XHJP-FM

Santa María Tlahuitoltepec, Oaxaca; Mexico;
- Frequency: 107.9 FM
- Branding: Jën Poj

Programming
- Format: Community

Ownership
- Owner: Comunidad de Santa María Tlahuitoltepec, Mixe, Oaxaca

History
- First air date: August 7, 2001 December 6, 2004 (permit)
- Call sign meaning: JënPoj

Technical information
- ERP: 1.06 kW
- Transmitter coordinates: 17°05′44″N 96°03′44″W﻿ / ﻿17.09556°N 96.06222°W

Links
- Webcast: web.archive.org/web/20160502155330/http://jenpojradio.info/portal/

= XHJP-FM =

Indigenous radio station in Santa María Tlahuitoltepec, Oaxaca

XHJP-FM is a community radio station on 107.9 FM in Santa María Tlahuitoltepec, Oaxaca. It is known as Jën Poj (meaning "Winds of Fire" in Mixe) and is operated by Kukoj, A.C.

==History==
On August 7, 2001, Jënpoj Radio took to the air on 104.9 MHz, without a permit. It was closed by the SCT in 2002, spurring a permit application. On December 6, 2004, XHJP-FM 107.9 was permitted.
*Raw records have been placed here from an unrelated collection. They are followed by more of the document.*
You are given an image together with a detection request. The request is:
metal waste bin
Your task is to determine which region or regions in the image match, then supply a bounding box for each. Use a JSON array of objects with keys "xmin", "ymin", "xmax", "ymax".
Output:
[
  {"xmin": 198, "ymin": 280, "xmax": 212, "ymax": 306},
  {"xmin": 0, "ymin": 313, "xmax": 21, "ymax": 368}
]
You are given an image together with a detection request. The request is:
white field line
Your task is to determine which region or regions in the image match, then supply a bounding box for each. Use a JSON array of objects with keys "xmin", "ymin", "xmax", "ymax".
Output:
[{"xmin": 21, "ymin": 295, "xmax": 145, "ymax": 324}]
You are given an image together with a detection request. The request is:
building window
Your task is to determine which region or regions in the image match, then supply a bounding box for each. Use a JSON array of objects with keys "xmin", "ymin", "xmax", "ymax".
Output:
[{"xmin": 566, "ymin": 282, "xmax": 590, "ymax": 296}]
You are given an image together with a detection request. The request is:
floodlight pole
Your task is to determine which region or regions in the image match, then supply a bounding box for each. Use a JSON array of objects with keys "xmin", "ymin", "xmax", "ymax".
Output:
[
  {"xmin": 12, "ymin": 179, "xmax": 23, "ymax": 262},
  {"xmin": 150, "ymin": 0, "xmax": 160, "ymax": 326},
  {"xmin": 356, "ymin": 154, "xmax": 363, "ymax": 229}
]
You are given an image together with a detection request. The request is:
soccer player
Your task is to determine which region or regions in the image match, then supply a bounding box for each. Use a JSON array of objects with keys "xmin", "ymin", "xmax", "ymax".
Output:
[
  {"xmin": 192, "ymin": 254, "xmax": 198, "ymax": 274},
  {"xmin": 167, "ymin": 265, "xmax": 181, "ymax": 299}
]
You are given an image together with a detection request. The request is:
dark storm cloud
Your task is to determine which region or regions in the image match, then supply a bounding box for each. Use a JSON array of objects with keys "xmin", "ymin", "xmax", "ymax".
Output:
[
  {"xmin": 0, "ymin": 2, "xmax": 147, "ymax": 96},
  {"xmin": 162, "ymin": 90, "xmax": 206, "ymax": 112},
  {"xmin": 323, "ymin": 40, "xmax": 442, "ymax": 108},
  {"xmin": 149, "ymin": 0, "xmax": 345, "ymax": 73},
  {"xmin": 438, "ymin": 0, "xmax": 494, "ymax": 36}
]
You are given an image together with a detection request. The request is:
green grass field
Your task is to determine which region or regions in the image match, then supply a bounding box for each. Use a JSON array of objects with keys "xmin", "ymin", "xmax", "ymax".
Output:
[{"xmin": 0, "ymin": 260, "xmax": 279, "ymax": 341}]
In 2016, Jën Poj Radio asked to have its permit transferred to a social-indigenous concession. The change, approved by the IFT in July 2016, required the transfer of the permit from the civil association formed to hold it, Kukoj, A.C., to the Indigenous Community of Santa María Tlahuitoltepec, Mixe, Oaxaca.